No fue siempre así. Hay otra historia, que lamentablemente se escribe en otro idioma, en la que las condiciones naturales se imponen y se puede llegar a hablar, en algo tan voluptuoso y equívoco, de fábrica de talento. El cine español, es un tópico desagradable afirmarlo, languidece, pero no deja de ser un reflejo, igual que tantos, de la capitulación de España con la educación y con la cultura. Este país, y ya clamará la historia, ha despilfarrado su bienestar, con una apuesta obtusa, situada a medio camino entre el dinero fácil y la liberación patológica de un recorrido autoritario que duró demasiado tiempo.

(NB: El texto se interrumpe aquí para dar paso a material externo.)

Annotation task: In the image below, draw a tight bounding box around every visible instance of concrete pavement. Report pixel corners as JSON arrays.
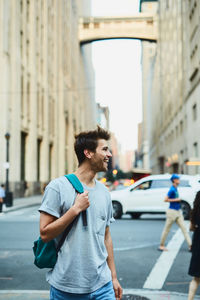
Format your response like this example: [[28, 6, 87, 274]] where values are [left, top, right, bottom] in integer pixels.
[[0, 195, 200, 300]]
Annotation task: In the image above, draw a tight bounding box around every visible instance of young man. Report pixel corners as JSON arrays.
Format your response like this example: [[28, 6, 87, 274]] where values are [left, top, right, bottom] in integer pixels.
[[158, 174, 192, 251], [39, 127, 122, 300]]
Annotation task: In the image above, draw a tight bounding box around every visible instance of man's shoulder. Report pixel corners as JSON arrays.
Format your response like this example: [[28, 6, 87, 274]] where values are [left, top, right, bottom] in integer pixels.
[[46, 176, 70, 192]]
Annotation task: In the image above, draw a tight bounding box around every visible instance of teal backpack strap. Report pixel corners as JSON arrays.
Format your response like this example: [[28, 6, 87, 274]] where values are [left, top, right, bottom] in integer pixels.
[[65, 174, 87, 226], [65, 174, 84, 194]]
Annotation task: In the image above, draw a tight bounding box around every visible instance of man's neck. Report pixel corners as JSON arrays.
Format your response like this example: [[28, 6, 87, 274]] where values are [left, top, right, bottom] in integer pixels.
[[75, 164, 96, 187]]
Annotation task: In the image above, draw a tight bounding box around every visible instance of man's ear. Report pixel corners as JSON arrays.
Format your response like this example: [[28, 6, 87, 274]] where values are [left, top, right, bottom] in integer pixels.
[[84, 149, 92, 159]]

La educación, acaso el único bien imprescindible, ha estado sometida a la tortura inacabable de la marca territorial, de la marca religiosa, y el resultado es un pueblo endeble, torpe, con universidades que no garantizan siquiera el hecho elemental evolutivo de producir, cuanto menos, lectores. En España nadie lee; los universitarios, que en otra época trasteaban con Jameson y los postestructuralistas en adelante, en el mejor de los casos, se lanzan al bestseller, cuando no a los 140 caracteres, y los españoles recuperan su naturaleza gravosa, que hace más de tres décadas que tendría que haber abandonado y, además, sin ni siquiera mirar atrás: la de ejercer, culturalmente, de América Latina de los setenta, un lugar en que cualquier virtud, y son múltiples, responde al genio ocasional y a la excepción y no a un triunfo del sistema.

En el cine, en la literatura, son minoría los que realmente tienen y quieren decir. Y eso es un fracaso nacional. Reanudamos los tiempos de Val del Omar, de Cernuda, de Lorca, de Galdós; la brillantez fuera de contexto, contra la adversidad. Con la salvedad imperdonable de que se dieron los medios, por primera vez, para superar esa inmemorial carencia. España ha hecho el ridículo. Y la culpa es de todos. Se ha dilapidado el verdadero capital. Ya todo es milagro o aflicción.